Stay calm and explain the misbehavior. Kids need to be taught what isn’t acceptable, and they will usually listen if you calmly instruct them not to touch, hit, or bite. A parent who causes a scene over a child’s actions can inspire further outbursts that will end the play date quickly—and isn’t really modeling the most respectable social behavior themselves.
Give the children involved an exit plan. Whether that means introducing another game or moving your child to another room to play by themselves, distraction—and sometimes distance—can diffuse tension.
Occasionally, your child’s aggressive play might result in another child getting a bump or bruise. In that case, Amy McCready believes that you make sure the other child is okay, but not force your child to give a meaningless apology. “They’ll learn more long-term,” she says, “if you hold them accountable when they’re calm by helping them make amends to the other child.”
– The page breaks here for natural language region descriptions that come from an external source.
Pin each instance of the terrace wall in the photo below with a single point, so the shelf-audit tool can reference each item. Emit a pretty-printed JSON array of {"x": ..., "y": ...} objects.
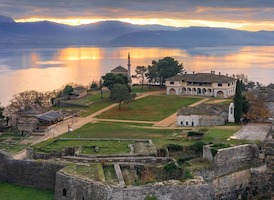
[
  {"x": 76, "y": 188},
  {"x": 28, "y": 173},
  {"x": 231, "y": 159}
]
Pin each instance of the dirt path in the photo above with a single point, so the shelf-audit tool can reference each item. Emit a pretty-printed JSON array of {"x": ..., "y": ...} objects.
[
  {"x": 77, "y": 122},
  {"x": 171, "y": 120},
  {"x": 253, "y": 131}
]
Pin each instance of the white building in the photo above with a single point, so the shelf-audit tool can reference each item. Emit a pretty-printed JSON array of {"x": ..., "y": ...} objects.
[
  {"x": 203, "y": 115},
  {"x": 204, "y": 84}
]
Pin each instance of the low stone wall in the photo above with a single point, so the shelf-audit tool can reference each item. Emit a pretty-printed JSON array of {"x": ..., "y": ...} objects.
[
  {"x": 231, "y": 159},
  {"x": 251, "y": 183},
  {"x": 73, "y": 188},
  {"x": 28, "y": 173}
]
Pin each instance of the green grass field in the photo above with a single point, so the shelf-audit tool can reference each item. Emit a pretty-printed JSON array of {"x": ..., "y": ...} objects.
[
  {"x": 15, "y": 192},
  {"x": 105, "y": 147},
  {"x": 151, "y": 108},
  {"x": 160, "y": 137}
]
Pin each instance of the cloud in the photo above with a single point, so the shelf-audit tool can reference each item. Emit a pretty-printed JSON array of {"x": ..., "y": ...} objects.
[{"x": 212, "y": 10}]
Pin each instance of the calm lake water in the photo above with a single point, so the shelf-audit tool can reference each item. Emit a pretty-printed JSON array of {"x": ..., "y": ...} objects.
[{"x": 51, "y": 68}]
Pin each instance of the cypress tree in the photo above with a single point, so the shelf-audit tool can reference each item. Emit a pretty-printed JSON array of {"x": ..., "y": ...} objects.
[{"x": 238, "y": 103}]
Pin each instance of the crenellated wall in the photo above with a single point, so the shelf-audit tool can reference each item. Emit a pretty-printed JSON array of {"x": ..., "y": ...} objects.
[
  {"x": 28, "y": 173},
  {"x": 231, "y": 159},
  {"x": 74, "y": 188}
]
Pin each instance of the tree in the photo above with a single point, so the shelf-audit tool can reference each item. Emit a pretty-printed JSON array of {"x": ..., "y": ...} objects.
[
  {"x": 164, "y": 68},
  {"x": 258, "y": 110},
  {"x": 141, "y": 74},
  {"x": 238, "y": 102},
  {"x": 245, "y": 104},
  {"x": 101, "y": 88},
  {"x": 65, "y": 91},
  {"x": 120, "y": 93},
  {"x": 152, "y": 73},
  {"x": 1, "y": 112},
  {"x": 251, "y": 84},
  {"x": 94, "y": 84},
  {"x": 110, "y": 79}
]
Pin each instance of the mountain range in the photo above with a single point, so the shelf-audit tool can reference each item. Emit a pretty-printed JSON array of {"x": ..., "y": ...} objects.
[{"x": 115, "y": 33}]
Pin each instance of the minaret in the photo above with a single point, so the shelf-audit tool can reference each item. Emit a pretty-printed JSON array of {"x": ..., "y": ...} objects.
[
  {"x": 128, "y": 69},
  {"x": 231, "y": 109}
]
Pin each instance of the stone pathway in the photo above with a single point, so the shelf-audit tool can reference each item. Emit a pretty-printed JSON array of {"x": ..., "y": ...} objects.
[{"x": 253, "y": 131}]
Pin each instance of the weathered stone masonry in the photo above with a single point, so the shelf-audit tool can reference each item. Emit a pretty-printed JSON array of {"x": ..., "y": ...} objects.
[{"x": 28, "y": 173}]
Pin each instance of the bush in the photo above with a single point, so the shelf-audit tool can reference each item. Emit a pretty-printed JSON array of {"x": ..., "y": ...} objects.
[
  {"x": 174, "y": 147},
  {"x": 195, "y": 135},
  {"x": 184, "y": 159},
  {"x": 197, "y": 147},
  {"x": 215, "y": 147},
  {"x": 94, "y": 85},
  {"x": 171, "y": 171},
  {"x": 187, "y": 174}
]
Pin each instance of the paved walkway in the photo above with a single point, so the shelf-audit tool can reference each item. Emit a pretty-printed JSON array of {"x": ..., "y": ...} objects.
[
  {"x": 253, "y": 131},
  {"x": 171, "y": 120},
  {"x": 75, "y": 123}
]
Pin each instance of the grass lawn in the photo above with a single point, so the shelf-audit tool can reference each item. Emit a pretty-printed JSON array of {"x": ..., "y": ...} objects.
[
  {"x": 93, "y": 101},
  {"x": 91, "y": 171},
  {"x": 221, "y": 134},
  {"x": 146, "y": 88},
  {"x": 105, "y": 147},
  {"x": 151, "y": 108},
  {"x": 9, "y": 143},
  {"x": 160, "y": 137},
  {"x": 14, "y": 192}
]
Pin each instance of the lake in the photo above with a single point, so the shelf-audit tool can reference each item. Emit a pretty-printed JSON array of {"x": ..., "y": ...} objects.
[{"x": 47, "y": 69}]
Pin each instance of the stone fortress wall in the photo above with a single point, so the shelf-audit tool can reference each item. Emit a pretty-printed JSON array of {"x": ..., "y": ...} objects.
[
  {"x": 28, "y": 173},
  {"x": 237, "y": 174}
]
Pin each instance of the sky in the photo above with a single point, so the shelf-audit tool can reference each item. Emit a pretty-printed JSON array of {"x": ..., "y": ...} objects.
[{"x": 252, "y": 15}]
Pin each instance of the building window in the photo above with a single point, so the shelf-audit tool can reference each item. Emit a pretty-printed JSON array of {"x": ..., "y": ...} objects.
[{"x": 64, "y": 192}]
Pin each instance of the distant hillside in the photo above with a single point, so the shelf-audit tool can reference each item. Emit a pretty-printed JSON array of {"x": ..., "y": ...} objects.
[
  {"x": 115, "y": 33},
  {"x": 4, "y": 19},
  {"x": 194, "y": 37},
  {"x": 46, "y": 33}
]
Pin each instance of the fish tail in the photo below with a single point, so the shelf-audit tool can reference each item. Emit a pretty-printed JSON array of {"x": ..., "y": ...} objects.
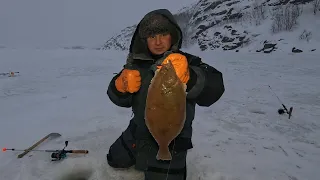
[{"x": 164, "y": 153}]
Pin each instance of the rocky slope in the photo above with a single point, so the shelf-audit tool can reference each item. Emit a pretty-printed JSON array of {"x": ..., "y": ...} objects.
[{"x": 250, "y": 25}]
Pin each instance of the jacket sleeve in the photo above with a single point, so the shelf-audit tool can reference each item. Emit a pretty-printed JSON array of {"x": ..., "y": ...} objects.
[
  {"x": 118, "y": 98},
  {"x": 206, "y": 84}
]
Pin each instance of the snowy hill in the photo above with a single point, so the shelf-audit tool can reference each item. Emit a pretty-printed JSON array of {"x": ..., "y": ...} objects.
[
  {"x": 247, "y": 25},
  {"x": 241, "y": 137}
]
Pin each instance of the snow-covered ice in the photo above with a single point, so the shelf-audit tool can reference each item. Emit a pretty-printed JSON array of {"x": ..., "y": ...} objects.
[{"x": 241, "y": 137}]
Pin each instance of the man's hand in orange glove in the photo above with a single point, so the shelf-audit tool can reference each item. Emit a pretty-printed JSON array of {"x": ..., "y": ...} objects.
[
  {"x": 180, "y": 65},
  {"x": 128, "y": 81}
]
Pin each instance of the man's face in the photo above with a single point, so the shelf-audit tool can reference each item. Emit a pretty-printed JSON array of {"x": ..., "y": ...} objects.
[{"x": 159, "y": 43}]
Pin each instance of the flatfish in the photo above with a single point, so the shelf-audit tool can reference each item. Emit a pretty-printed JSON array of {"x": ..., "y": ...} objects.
[{"x": 165, "y": 110}]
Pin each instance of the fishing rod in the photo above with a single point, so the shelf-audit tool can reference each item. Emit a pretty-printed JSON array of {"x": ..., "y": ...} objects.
[{"x": 56, "y": 155}]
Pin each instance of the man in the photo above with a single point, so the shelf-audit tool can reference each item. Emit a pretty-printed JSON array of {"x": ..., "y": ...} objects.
[{"x": 156, "y": 34}]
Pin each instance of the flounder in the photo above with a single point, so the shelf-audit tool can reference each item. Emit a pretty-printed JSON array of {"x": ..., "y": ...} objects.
[{"x": 165, "y": 111}]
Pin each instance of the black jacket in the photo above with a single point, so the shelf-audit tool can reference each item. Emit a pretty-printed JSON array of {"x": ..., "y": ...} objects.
[{"x": 204, "y": 88}]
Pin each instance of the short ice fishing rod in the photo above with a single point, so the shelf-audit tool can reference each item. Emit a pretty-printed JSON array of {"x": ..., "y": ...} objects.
[
  {"x": 56, "y": 154},
  {"x": 284, "y": 109}
]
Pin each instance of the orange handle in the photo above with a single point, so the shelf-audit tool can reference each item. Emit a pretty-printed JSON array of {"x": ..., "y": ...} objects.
[{"x": 80, "y": 151}]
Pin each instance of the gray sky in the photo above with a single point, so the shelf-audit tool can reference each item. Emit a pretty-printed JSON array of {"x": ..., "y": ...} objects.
[{"x": 58, "y": 23}]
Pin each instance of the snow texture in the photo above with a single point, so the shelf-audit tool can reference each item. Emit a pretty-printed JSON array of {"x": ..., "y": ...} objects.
[
  {"x": 241, "y": 137},
  {"x": 239, "y": 25}
]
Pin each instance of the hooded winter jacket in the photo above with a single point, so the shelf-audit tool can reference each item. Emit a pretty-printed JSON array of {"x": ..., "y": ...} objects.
[{"x": 204, "y": 88}]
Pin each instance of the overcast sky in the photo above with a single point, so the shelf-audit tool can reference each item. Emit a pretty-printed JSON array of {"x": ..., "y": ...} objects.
[{"x": 58, "y": 23}]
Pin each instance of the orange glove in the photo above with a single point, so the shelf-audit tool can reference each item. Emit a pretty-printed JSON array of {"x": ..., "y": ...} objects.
[
  {"x": 128, "y": 81},
  {"x": 180, "y": 65}
]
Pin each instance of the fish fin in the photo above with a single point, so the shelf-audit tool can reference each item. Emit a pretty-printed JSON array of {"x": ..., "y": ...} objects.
[
  {"x": 185, "y": 88},
  {"x": 164, "y": 153},
  {"x": 155, "y": 73}
]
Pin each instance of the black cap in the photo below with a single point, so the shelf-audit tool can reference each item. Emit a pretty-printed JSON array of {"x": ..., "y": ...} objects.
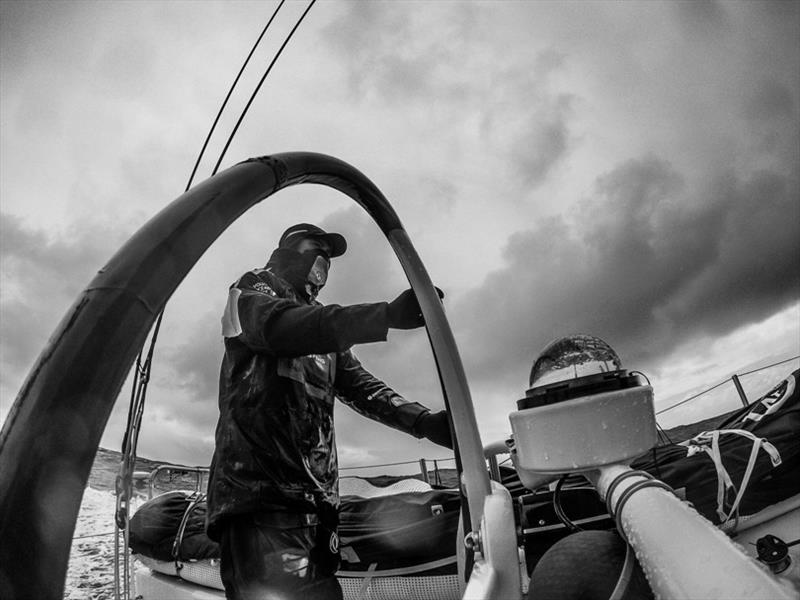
[{"x": 295, "y": 233}]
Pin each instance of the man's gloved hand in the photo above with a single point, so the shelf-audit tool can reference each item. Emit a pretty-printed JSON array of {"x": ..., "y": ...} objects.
[
  {"x": 404, "y": 311},
  {"x": 435, "y": 427}
]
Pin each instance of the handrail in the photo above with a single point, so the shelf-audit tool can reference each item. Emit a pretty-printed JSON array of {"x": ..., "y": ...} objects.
[{"x": 61, "y": 411}]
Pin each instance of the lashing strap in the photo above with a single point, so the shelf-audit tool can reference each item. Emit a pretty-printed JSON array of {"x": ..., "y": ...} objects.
[{"x": 708, "y": 441}]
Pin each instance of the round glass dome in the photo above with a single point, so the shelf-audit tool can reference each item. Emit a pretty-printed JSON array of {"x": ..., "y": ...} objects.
[{"x": 572, "y": 357}]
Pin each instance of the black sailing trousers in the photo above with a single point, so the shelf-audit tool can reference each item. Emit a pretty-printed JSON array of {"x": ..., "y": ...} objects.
[{"x": 280, "y": 556}]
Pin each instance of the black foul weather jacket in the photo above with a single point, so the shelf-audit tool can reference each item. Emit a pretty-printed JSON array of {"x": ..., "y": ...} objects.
[{"x": 286, "y": 359}]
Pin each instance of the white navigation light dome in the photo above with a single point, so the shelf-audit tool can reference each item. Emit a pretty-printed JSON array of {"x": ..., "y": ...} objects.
[{"x": 572, "y": 357}]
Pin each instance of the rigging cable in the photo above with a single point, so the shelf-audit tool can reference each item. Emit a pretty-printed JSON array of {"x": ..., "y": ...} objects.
[
  {"x": 230, "y": 92},
  {"x": 258, "y": 87}
]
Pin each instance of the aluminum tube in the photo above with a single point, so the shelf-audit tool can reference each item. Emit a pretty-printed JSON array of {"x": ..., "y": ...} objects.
[{"x": 682, "y": 554}]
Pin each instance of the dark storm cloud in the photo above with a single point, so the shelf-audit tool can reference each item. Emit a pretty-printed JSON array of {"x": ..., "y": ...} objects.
[{"x": 646, "y": 264}]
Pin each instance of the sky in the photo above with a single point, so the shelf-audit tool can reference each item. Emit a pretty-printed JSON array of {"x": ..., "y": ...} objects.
[{"x": 627, "y": 170}]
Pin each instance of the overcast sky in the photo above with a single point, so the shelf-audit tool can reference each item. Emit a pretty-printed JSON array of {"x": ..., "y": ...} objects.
[{"x": 628, "y": 170}]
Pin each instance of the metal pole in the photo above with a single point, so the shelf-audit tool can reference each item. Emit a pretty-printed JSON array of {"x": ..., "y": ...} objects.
[{"x": 740, "y": 389}]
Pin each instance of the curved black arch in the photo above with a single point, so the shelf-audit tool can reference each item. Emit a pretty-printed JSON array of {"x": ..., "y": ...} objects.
[{"x": 53, "y": 430}]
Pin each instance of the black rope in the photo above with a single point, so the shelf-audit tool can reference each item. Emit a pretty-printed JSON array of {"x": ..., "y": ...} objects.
[
  {"x": 258, "y": 87},
  {"x": 562, "y": 516},
  {"x": 230, "y": 92}
]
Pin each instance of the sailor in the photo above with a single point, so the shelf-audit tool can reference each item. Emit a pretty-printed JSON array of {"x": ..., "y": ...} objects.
[{"x": 273, "y": 489}]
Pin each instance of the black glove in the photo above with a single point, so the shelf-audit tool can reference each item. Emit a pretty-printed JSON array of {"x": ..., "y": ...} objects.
[
  {"x": 435, "y": 427},
  {"x": 404, "y": 311}
]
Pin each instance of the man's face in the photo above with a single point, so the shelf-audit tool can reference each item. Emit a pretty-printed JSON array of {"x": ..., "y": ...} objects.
[{"x": 309, "y": 244}]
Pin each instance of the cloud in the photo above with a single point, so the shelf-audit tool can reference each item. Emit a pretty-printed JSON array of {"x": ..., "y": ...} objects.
[
  {"x": 647, "y": 264},
  {"x": 41, "y": 276},
  {"x": 522, "y": 118}
]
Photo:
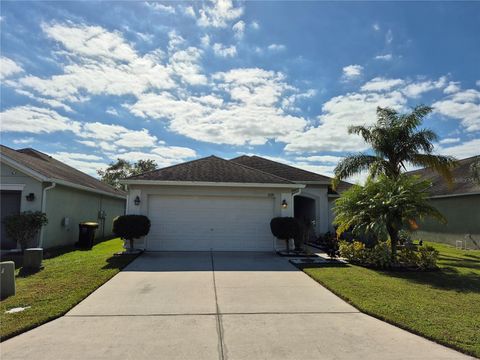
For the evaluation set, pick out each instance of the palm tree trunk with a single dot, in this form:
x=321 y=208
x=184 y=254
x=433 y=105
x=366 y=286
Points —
x=393 y=232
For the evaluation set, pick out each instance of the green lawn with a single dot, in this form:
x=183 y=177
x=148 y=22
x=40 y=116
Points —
x=443 y=305
x=66 y=280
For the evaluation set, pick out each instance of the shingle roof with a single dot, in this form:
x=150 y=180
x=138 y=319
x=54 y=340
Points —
x=56 y=170
x=463 y=182
x=288 y=172
x=211 y=169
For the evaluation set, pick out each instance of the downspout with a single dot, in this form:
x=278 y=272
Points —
x=44 y=206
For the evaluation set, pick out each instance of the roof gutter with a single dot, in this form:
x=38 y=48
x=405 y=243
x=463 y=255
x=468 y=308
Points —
x=44 y=207
x=453 y=195
x=208 y=183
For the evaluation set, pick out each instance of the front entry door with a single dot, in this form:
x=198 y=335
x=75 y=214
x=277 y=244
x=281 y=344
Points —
x=10 y=205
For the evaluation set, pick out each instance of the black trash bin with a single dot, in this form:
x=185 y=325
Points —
x=86 y=234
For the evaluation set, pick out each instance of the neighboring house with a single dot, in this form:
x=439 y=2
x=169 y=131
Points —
x=218 y=204
x=34 y=181
x=459 y=203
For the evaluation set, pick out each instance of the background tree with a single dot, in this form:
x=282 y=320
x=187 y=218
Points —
x=396 y=141
x=122 y=169
x=384 y=206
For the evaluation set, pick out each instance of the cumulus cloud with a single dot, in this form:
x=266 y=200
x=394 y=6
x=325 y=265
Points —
x=466 y=149
x=381 y=84
x=386 y=57
x=160 y=7
x=239 y=29
x=352 y=71
x=338 y=113
x=224 y=51
x=462 y=105
x=8 y=67
x=276 y=47
x=218 y=13
x=35 y=120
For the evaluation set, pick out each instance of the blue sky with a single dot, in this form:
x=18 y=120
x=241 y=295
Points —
x=89 y=82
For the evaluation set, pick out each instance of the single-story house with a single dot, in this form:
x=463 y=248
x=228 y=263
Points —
x=34 y=181
x=213 y=203
x=459 y=203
The same advice holds true when you need to confront another parent about the actions of their child. If you can, speak to the parent away from the children, even if it’s after the confrontation has been resolved. And when you do talk with them, be conscious of the tone of your voice and your choice of words. If I want my son to learn how to respect others, the way I act when I confront other adults might be the most important lesson I can give him.
In addition to being a father of an energetic two year old, Stephen J. West is a professor, writer, art enthusiast, and collector of bonsai trees. You can follow him on Twitter, where his opinions are his own.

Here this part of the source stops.